Re: [PATCH] pi_stress: Add memory barrier to resolve crash

Crystal Wood <crwood@xxxxxxxxxx> · Thu, 24 Oct 2024 15:12:40 -0500

On Thu, 2024-10-24 at 12:26 -0400, John B. Wyatt IV wrote:
> @@ -952,12 +953,31 @@ void *high_priority(void *arg)
>  			    ("high_priority[%d]:
> pthread_barrier_wait(finish): %x", p->id, status);
>  			return NULL;
>  		}
> +
> +
> +		/**
> +		 * The pthread_barrier_wait should guarantee that
> only one
> +		 * thread at a time interacts with the variables
> below that
> +		 * if block.

How is that guaranteed?

> +		 *
> +		 * GCC -O2 rearranges the two increments above the
> wait
> +		 * function calls causing a race issue if you run
> this
> +		 * near full cores with one core (2 threads) free
> for
> +		 * housekeeping. This causes a crash at around 2
> hour of
> +		 * running. You can prove this by commenting out the
> barrier
> +		 * and compiling with `-O0`. The crash does not show
> with
> +		 * -O0.
> +		 *
> +		 * Add a memory barrier to force GCC to increment
> the variables
> +		 * below the pthread calls.
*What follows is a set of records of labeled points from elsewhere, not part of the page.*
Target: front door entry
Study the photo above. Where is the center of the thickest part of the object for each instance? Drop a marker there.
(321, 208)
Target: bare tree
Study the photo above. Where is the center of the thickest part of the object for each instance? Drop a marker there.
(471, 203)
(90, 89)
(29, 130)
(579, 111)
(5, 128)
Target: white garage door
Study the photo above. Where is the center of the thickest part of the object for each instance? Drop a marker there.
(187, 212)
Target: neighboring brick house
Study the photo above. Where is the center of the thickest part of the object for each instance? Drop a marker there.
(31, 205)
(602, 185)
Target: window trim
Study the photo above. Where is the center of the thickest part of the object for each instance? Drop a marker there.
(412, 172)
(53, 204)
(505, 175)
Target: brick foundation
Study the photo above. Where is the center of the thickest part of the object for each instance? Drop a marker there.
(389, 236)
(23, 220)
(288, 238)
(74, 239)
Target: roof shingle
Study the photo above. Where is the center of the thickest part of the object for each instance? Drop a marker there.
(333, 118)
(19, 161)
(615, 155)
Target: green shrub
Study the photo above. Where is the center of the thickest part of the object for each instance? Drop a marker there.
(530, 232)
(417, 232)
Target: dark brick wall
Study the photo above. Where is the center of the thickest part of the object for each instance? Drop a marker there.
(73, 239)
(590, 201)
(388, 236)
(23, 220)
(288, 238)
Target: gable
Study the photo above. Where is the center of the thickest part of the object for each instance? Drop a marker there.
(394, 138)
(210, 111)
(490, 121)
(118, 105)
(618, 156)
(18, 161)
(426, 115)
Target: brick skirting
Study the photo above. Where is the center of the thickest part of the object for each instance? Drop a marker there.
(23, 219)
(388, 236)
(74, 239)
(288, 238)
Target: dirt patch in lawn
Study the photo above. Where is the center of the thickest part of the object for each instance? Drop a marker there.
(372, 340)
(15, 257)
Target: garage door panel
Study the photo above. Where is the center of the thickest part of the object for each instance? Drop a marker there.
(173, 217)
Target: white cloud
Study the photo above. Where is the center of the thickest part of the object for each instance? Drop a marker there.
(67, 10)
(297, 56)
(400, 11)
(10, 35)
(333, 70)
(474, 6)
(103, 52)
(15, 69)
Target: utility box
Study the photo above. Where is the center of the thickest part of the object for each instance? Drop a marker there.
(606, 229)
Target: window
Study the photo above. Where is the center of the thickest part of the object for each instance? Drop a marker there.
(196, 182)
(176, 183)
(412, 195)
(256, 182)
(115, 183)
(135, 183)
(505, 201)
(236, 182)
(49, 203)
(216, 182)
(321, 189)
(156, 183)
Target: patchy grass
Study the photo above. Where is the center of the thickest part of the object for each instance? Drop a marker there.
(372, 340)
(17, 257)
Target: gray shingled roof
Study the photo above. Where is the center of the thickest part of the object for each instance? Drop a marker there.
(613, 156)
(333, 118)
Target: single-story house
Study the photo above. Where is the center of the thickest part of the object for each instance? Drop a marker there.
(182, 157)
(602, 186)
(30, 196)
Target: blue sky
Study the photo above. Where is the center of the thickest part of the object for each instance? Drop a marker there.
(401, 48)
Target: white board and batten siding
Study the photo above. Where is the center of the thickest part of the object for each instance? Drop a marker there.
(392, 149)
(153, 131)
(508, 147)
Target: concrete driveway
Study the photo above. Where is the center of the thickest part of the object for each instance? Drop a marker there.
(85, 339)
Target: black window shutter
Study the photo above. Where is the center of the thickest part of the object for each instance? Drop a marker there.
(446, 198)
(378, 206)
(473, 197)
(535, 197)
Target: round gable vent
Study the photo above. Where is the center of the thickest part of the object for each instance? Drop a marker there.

This funcion depends on
> C11.
> +		 **/
> +		atomic_thread_fence(memory_order_seq_cst);

That's kind of nuts that pthread_barrier_wait() doesn't even act as a
compile barrier (which a simple external function call should do), much
less a proper memory barrier.  In fact I'd go beyond that to call it a
bug, just as if there were a mutex implementation that required users
to do this.

And POSIX agrees:
https://pubs.opengroup.org/onlinepubs/9699919799/basedefs/V1_chap04.html#tag_04_12

Is it possible that something else is going on here, and it's just
being hidden by changing the timing?  What exactly is the race you're
seeing?  It looks like there should be only one high priority thread
per group, so is it racing with a reader, or watchdog_clear(),
or...?How does the crash happen?  What is the helgrind output?

-Crystal